L’opinion des habitants sur l’avortement est pourtant partagée. Une femme, que je rencontre dans un magasin, me confie qu’« elle n’a jamais rencontré de meurtriers parce qu’elle ne fréquente pas les milieux pathologiques ». Une autre assure qu’elle a participé aux manifestations. J’essaie par ailleurs d’interroger des prêtres, mais l’un d’eux se dit indigné par la question et l’autre refuse de répondre. « Deux profils ont manifesté : ceux qui étaient contre la promulgation de la loi et ceux qui voudraient carrément la libéraliser », explique Natalia Żwirek, l’organisatrice des manifestations à Słubice. « C’est une petite ville, mais les habitants sont plutôt ouverts d’esprit, probablement à cause de la proximité avec l’Allemagne. »
Pour le moment, la loi n’a pas été durcie, mais les organisations travaillant pour les droits des femmes ont été sanctionnées par le gouvernement de droite. « Sous la gouvernance PiS, nous ne disposerons d’aucune subvention », souligne Kucharska-Dziedzic de BABA. « Avant, les femmes victimes de violences conjugales pouvaient compter sur un soutien devant les tribunaux ou sur un logement protégé. Aujourd’hui, nous n’offrons que des conseils, fondés uniquement sur le volontariat. Nous ne pouvons pas assurer la sécurité des victimes. C’est pour cela qu’elles viennent de moins en moins nous voir. » Le lendemain des manifestations, la police a confisqué, sans aucune justification, des dossiers de BABA où figuraient des informations sensibles concernant des bénéficiaires. Plusieurs autres ONG œuvrant pour la cause des femmes ont rencontré le même type de difficultés.
« Nous croyons en la force des femmes. La société polonaise est beaucoup plus libérale que ses politiciens. »
« Nous croyons en la force des femmes. La société polonaise est beaucoup plus libérale que ses politiciens », lance Kucharska-Dziedzic. C’est un fait. Selon une étude IPSOS, 30% des Polonais sont en faveur de la libéralisation de la loi, 45% pour son maintien et seulement 17% pour son durcissement. Pourtant aucun des partis parlementaires – y compris les libéraux – ne se prononce pour une libéralisation. « Politiquement, nous vivons des moments difficiles. Mais si l’on compare aux précédentes décennies, on peut quand même parler de succès », ajoute Ilona Motyka de BABA. « Le pays a adopté une convention contre les violences et a systématisé les poursuites dans les cas de violences domestiques et sexuelles. »

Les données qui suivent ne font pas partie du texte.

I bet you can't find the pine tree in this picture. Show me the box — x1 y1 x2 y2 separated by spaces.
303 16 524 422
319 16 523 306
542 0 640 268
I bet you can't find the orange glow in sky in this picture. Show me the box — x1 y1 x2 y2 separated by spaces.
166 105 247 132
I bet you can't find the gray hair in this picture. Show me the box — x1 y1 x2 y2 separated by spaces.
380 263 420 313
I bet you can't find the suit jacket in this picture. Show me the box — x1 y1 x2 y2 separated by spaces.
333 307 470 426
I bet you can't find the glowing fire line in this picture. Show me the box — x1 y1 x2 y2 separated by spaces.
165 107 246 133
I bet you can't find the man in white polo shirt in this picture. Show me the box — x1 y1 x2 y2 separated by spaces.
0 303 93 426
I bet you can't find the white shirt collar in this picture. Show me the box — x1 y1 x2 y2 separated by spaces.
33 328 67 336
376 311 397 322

Les femmes polonaises n’ont toujours pas accès à l’IVG, mais la Marche noire, et ensuite le mouvement #metoo, ont servi de porte-voix sur la scène politique conservatrice. « Les femmes polonaises ont soutenu, avec joie, le combat des Irlandaises et des Argentines », souligne Agnieszka Dziemianowicz-Bąk, l’une des initiatrices de la Marche noire, membre du parti de gauche Razem (Ensemble, ndlr). « Nous étions fières de leur combat qui s’est déroulé dans des conditions aussi difficiles que les nôtres. Leurs victoires nous donnent de l’espoir. »
*Les prénoms de certaines personnes ont été modifiés.